What does the 'and' instruction do in assembly language? I was told that it checks the bit order of the operands and sets the 1s to true and anything else to false, but I don't know what it actually does or what effect it has on the code.
23 Answers
AND instruction compares the bits in the 2 operands in the following manner:
Bit position 1234 5678 Operand A -- 1101 1001 Operand B -- 1001 0111 _________ Result ----- 1001 0001 The bits at position 1, 4 and 8 are true in both bytes so the position 1,4 and 8 of the resulting byte will be true. The result will be stored in the first operand.
For 32-bit registers, it does 32 separate/independent boolean and operations, one for each bit position. (true if both inputs are true, otherwise false.)
Like output[4] = a[4] & b[4], where this pseudocode syntax is describing the inputs/output as arrays of bits.
It's exactly the same operation as C's bitwise & or &= operator.
(Not C's && logical-and operator, which checks for !=0).
The instruction and performs bit-wise AND operation on its operands. For example the instruction and al, bl should compute the AND operation on the register al and bl (as illustrated by @Serkratos121) and store the result in al register.

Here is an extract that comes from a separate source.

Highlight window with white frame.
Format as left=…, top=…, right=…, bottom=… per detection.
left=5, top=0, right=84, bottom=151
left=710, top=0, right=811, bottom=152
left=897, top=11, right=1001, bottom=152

It can be used to clear bit(s) off a register. A popular example for this is to convert a lowercase character to uppercase. To convert the m to M. One can write:
mov al, 'm' ; this moves the ascii code of m i.e. 109 to al register Now, to convert this uppercase, subtract 32 from al. But instead of using sub al, 32d, one can write:
and al, 11011111b ; this clears the 5th bit (LSB is 0th bit) So, al now contains 77 which is the ascii code for M.